Dejó la maleta abierta en el suelo, contra la pared, y fue a llamar a la puerta de la habitación de Norio...
—Hola, Norio...
—Hola. ¿Ya te has movido?
—No del todo, ya he llevado la maleta pero me queda traer la bolsa...
—¿Cuánto vas a tardar?
—Calculo que en una hora estaré aquí...
—Cuando llegues podríamos jugar al flipper en el bar debajo...
—Sí, sí, perfecto.
Más tarde, cerca de las 16:10, Norio llamó a la habitación de Iván invitándole a tomar un té japonés...
—SÍ, YA VOY...
Volvió a su habitación. Un minuto más tarde llegaba Iván y Norio, quitando un cartón de la única silla:
—Puedes sentarte...
Norio enchufó el hornillo eléctrico, alcanzó una cacerola pequeña, la llenó de agua del lavabo, está bien tener un lavabo, (Iván no tenía lavabo en su habitación), puso la cacerola sobre el hornillo que ya se había enrojecido, encendió una lámpara pequeña, apagó la luz general y se sentó en el suelo con las piernas cruzadas... Por la ventana se veía, a unos quince metros hacia el sur, el muro gris de un edificio, con una luminosidad muy debilitada ya que el cielo se había nublado bastante... El agua ya hervía... Norio llenó las dos tazas y tendió una a Iván...
—Gracias.
El joven japonés dejó su taza en el trocito de suelo iluminado por la lámpara y alcanzó un pequeño recipiente con un cubo rectangular blanco dentro...
—¿Qué es eso? ¿Un queso?
—¡No!, es un tofu, me encanta. ¡Estoy absolutamente loco por el tofu!
Iván probó el tofu, está bien... Tazones humeantes en manos y casi sin hablarse, bebieron a tragos mirando el grisáceo afuera.
Dos días más tarde, el lunes 31 de octubre, en la pausa del mediodía Iván estaba con Norio en una mesa de la cafetería.

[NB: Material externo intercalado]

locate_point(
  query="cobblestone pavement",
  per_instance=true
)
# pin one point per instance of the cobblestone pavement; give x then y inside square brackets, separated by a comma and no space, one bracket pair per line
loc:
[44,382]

Se encontró también con Kayako, otra japonesa que tenía veinte años; Yukari, la chica con quien había compartido su libro días antes, que ya tenía veinticuatro; y Rick, un estadounidense de veintidós que, alto y con pelo medio largo, vestía pantalones y chaqueta ambos de tela vaquera. Como estaba algo nervioso por la presencia de Yukari, cuando no cogía su taza de café Iván mantenía las manos bajo la mesa. Luego, cuando se levantaron para retornar a clase, Kayako dirigiéndose a él:
—¡Estás muy silencioso!
—Sí, a veces me pasa.
A las 14:00 salió tan rápido del aula que se encontró en el autobús sin ningún colega de clase al lado. Desde la Moncloa se puso a andar a buen ritmo hasta llegar al restaurante Casa Domingo... Todas las sillas estaban ocupadas y esperó cerca de la entrada. Llegó otro cliente, los dos tuvieron cuidado de no mirar demasiado a los que ya estaban tomando el postre, preferiría sentarme en la parte más adentro. A él le gustaba el carácter más íntimo de la zona más interna, pero la primera silla que se liberó fue de la mesa junto a la ventana con cortinilla blanca, y el jefe:
—¡Siéntese allí, caballero!
—Gracias —¡Qué le vamos hacer!...
Terminada la sopa de fideos, Iván se echó hacia atrás levantando del suelo las dos patas delanteras y apoyando la extremidad derecha del respaldo de la silla sobre la pared; arriba de la cortinilla el cielo aparecía diáfano, bueno, al final con este azul voy...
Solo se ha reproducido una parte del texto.